0

There is code here that I am trying to convert from Python2 to Python3. In this section of code, data is received from a socket. data is declared to be an empty string and then concatenated. This is an important Python2 to 3 distinction. In Python3, the 'received' variable is of type Bytes and thus needs to be converted to string first via the use of str(). However, str() needs an encoding parameter. What would the default one be for python 2? I've tried several different encodings (latin-1 and such) but they seem to not match up with a magic value that is defined here after being unpacked here

"\xffSMB seems to decode correctly while "\xfeSMB does not.

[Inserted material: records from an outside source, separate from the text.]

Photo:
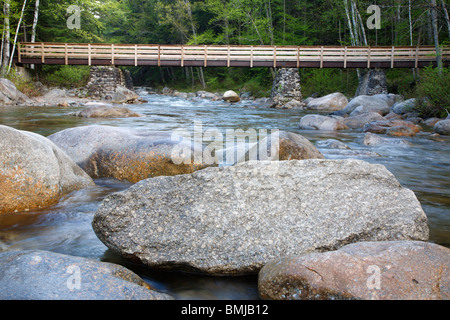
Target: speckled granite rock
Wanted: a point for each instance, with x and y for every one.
(42, 275)
(233, 220)
(124, 153)
(34, 172)
(385, 270)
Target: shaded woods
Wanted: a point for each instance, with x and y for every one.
(233, 22)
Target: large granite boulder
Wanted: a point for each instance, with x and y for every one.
(235, 219)
(43, 275)
(384, 270)
(125, 153)
(34, 172)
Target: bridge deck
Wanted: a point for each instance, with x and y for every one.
(229, 56)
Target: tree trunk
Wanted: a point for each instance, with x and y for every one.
(447, 18)
(35, 21)
(350, 27)
(6, 46)
(434, 22)
(17, 33)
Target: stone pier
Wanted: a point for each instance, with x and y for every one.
(112, 84)
(286, 88)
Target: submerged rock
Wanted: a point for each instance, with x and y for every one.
(319, 122)
(371, 139)
(284, 146)
(392, 126)
(125, 153)
(34, 172)
(332, 102)
(404, 107)
(9, 94)
(235, 219)
(385, 270)
(231, 96)
(358, 121)
(369, 103)
(442, 127)
(43, 275)
(332, 144)
(102, 110)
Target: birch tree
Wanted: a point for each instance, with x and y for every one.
(15, 36)
(434, 24)
(7, 35)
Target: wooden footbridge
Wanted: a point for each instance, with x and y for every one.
(229, 56)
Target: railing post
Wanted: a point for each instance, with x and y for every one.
(392, 57)
(345, 57)
(159, 56)
(275, 56)
(182, 56)
(112, 54)
(416, 64)
(42, 52)
(321, 57)
(135, 55)
(19, 52)
(66, 54)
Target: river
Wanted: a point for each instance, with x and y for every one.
(66, 228)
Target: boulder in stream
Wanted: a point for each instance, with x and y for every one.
(382, 270)
(34, 172)
(43, 275)
(126, 154)
(233, 220)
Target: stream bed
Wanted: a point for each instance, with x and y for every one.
(423, 166)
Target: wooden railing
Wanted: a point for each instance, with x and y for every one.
(250, 56)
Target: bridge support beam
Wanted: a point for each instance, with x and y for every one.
(372, 82)
(286, 87)
(110, 83)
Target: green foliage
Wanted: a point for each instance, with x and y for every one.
(66, 76)
(433, 93)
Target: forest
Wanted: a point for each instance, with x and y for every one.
(228, 22)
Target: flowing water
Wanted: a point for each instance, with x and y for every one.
(422, 166)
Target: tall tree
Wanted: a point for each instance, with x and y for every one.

I have adjusted the non_polling_read function and the NetBIOSSessionPacket class as follows. Full modified source code available on GitHub.

    def non_polling_read(self, read_length, timeout):
        data = b''
        bytes_left = read_length

        while bytes_left > 0:
            try:
                ready, _, _ = select.select([self._sock.fileno()], [], [], timeout)

                if not ready:
                    raise NetBIOSTimeout

                received = self._sock.recv(bytes_left)
                if len(received) == 0:
                    raise NetBIOSError('Error while reading from remote', ERRCLASS_OS, None)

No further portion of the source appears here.